Les États-Unis visent à produire 2,33 sous-marins de classe Virginia par an d’ici le début des années 2030, mais la production annuelle stagne à environ 1,3. La marine américaine dispose de 53 sous-marins d’attaque à propulsion nucléaire et espère porter ce chiffre à 66 d’ici le milieu des années 2030.
La marine chinoise augmente également considérablement sa flotte de navires de surface, notamment des destroyers, des porte-avions et des frégates.
Les auteurs soulignent qu’ils ne prétendent pas que la Chine a l’intention d’attaquer l’Australie et que la principale cible militaire de Pékin se situe plus près de chez elle, en particulier dans le détroit de Taiwan.
« Je ne pense pas qu’il soit alarmiste d’examiner l’ampleur de la menace à travers une analyse sobre et fondée sur des faits », a déclaré Roggeveen.
« Les chances d’une attaque chinoise contre l’Australie sont faibles, mais les gouvernements doivent examiner la capacité, et pas seulement l’intention. »
Le président chinois Xi Jinping a montré les avancées militaires de la Chine lors d’un somptueux défilé à Pékin l’année dernière.
Les auteurs soutiennent qu’il est crucial que l’Australie comprenne les capacités militaires de la Chine pour gérer sa propre planification de défense.
« Les gouvernements ne peuvent pas planifier leur défense uniquement sur la base de ce qu’un pays pourrait faire, car
les intentions peuvent changer en quelques instants », déclarent-ils.
« Une action militaire contre l’Australie pourrait avoir lieu dans le cadre d’une guerre plus vaste impliquant les États-Unis ou dans le cadre d’une campagne limitée visant à contraindre l’Australie. »
Ils envisagent des scénarios tels que la Chine frappant une installation pétrolière offshore ou attaquant des ports, des aéroports, des ponts ou des installations ferroviaires comme une forme de coercition économique.
Le rapport Lowy révèle que la Force de fusée de l’Armée populaire de libération (PLARF) est le moyen de frappe à longue portée le plus efficace de la Chine contre l’Australie.
« En cas de conflit régional majeur, les bases du nord de l’Australie seraient des cibles pour la PLARF », déclarent les auteurs.
« Le joyau du PLARF est le DF-26, le seul système conventionnel chinois capable d’atteindre l’Australie sans avoir à être transporté au préalable à portée de tir par un bombardier, un navire ou un sous-marin. »
Le DF-26, un missile balistique non nucléaire entré en service en 2016, pourrait atteindre le nord de l’Australie, mais uniquement s’il est tiré depuis l’une des îles artificielles de Pékin dans la mer de Chine méridionale.
L’augmentation la plus significative de l’arsenal de missiles chinois a été son stock de missiles balistiques à portée intermédiaire.

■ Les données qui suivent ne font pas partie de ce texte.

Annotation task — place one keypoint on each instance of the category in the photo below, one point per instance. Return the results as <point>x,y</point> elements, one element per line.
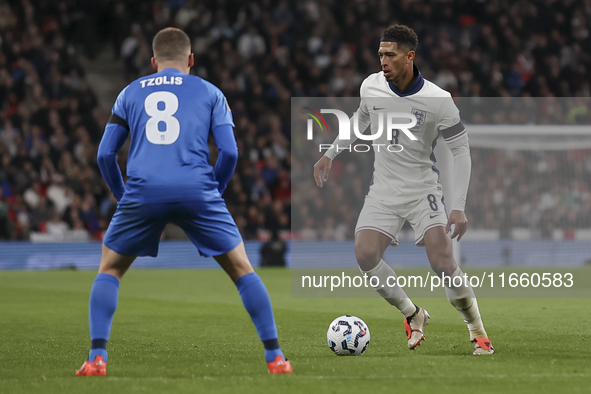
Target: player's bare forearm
<point>321,170</point>
<point>460,223</point>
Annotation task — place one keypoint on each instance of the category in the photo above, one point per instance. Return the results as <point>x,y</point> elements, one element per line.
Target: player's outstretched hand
<point>460,222</point>
<point>321,170</point>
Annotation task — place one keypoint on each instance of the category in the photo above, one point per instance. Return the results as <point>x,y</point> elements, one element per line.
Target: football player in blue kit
<point>170,115</point>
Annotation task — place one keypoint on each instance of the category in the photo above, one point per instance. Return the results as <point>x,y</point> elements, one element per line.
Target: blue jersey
<point>170,116</point>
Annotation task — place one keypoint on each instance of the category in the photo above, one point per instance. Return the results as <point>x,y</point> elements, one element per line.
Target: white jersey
<point>403,176</point>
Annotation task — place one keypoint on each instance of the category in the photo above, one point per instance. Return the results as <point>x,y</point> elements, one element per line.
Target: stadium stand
<point>261,54</point>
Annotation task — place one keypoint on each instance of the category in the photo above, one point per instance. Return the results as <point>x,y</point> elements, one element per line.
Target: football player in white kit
<point>406,187</point>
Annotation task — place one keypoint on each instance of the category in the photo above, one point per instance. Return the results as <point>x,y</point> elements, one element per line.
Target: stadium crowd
<point>261,54</point>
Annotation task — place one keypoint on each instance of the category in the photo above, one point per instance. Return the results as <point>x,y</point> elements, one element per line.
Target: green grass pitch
<point>185,331</point>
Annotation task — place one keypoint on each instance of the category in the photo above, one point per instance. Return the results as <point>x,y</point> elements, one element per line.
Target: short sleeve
<point>221,113</point>
<point>119,106</point>
<point>119,112</point>
<point>449,123</point>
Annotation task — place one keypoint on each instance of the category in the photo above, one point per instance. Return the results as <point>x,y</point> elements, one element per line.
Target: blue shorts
<point>136,228</point>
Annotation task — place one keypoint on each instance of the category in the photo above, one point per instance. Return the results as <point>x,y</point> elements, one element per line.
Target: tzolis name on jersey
<point>164,80</point>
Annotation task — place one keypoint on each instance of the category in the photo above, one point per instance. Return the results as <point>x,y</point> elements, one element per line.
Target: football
<point>348,336</point>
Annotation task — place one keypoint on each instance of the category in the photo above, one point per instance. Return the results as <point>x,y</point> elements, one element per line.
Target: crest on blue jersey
<point>420,115</point>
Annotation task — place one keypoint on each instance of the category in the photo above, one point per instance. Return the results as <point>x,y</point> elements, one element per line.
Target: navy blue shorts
<point>136,228</point>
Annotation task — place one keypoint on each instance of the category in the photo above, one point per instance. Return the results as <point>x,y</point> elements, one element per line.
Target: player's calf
<point>414,326</point>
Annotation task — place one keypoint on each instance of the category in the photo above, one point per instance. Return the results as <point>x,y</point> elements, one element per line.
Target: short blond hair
<point>171,44</point>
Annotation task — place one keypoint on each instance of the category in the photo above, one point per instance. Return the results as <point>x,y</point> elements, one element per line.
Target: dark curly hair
<point>402,35</point>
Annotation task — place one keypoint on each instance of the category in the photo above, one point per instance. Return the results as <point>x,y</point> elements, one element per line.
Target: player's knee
<point>442,261</point>
<point>367,256</point>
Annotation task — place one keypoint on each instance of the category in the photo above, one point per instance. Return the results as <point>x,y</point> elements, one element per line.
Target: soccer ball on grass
<point>348,336</point>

Leur portée de 4 000 à 8 000 kilomètres les place potentiellement à la portée du nord de l’Australie.
La Chine ne disposait pratiquement d’aucune capacité de missiles balistiques à portée intermédiaire en 2016, mais les prévisions suggèrent qu’elle pourrait en posséder plus de 1 000 d’ici 2035.
Les bombardiers chinois à longue portée H-6 n’ont actuellement qu’une capacité limitée pour attaquer des cibles australiennes. Le rapport estime que la situation changerait radicalement si l’on pouvait établir une base militaire dans les îles du Pacifique.